Zum Einstieg sollten die Jugendlichen aufzählen, was Medien ihnen bringen – aber auch, was sie kosten. „Zeit “, „Langeweile “, „Inspiration “, „Ablenkung“– die Antworten waren so vielfältig wie die Medien selbst. Dann wurde es spielerisch: Jeder stand auf, wenn eine Leidenschaft genannt wurde, die auf ihn oder sie zutraf. Sport, Kochen, Chillen, Lesen wurden hier zum Beispiel genannt. Und genau hier setzte die Referentin an: Medien können unsere Interessen fördern, zum Beispiel mit Rezeptvideos. Aber sie können auch verdrängen – wie zum Beispiel das Lesen, das heutzutage an Bedeutung verloren hat.
Als nächstes startete Connie Busche eine Umfrage: Wer hatte schon in der Grundschule ein Smartphone? Wer ist auf Instagram? Wer zockt regelmäßig? Und wer hat schon sexualisierte Inhalte geschickt bekommen? Die Schülerinnen und Schüler antworteten ehrlich – und zeigten sich oft kritischer, als viele Erwachsene glauben würden.

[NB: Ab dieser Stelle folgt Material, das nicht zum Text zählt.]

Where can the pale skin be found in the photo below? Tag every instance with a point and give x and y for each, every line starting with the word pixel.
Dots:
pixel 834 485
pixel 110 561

Dann folgten interessante und anschauliche Informationen zum menschlichen Gehirn. Die „Partyzone“, die Spaß will und Belohnung sucht, trifft auf die „Kontrollzone“, die für Vernunft zuständig ist. In der Pubertät verstehen sich die beiden nicht besonders gut – und das macht vieles schwierig. Wenn man nur noch der Partyzone folgt, wird der Alltag schnell langweilig. Medien liefern dann zwar ständig neue Reize, aber echte Bedürfnisse wie Nähe, Freundschaft und Zugehörigkeit können sie nicht stillen. Wer versucht, das online zu kompensieren, rutscht leicht in eine Suchtspirale.
Das wurde durch ein einfaches, aber kraftvolles Bild deutlich: Ein Schüler bekam die Hände mit Toilettenpapier umwickelt – erst locker, dann immer enger. Am Ende konnte er sich nicht mehr befreien. Genau so funktioniert Sucht: Sie beginnt harmlos – und nimmt einem nach und nach die Freiheit.
Der Workshop hat sein Ziel erreicht: Verständnis schaffen für Chancen und Gefahren der digitalen Medien durch einen ehrlichen Blick auf das, was Medien mit uns machen können.
Der kostenpflichtige Workshop konnte durchgeführt werden, da die LUKAS Schule dankenswerterweise durch die Vermittlung von Frau Lorenz, einer Mutter einer ehemaligen Schülerin und eines ehemaligen Schülers unserer Schule, an der Local Hero Aktion teilnehmen konnte. Die Aktion im Rahmen des Medienbildungskonzeptes wurde vom LR Global Kids Fund e.V. ausgewählt und mit einer Spende von 1000 Euro bedacht. Wir als LUKAS Schule sind sehr dankbar, dass wir in Zeiten stets zunehmender Bedeutung digitaler Geräte und sozialer Medien diesen informativen und lehrreichen Workshop durchführen konnten!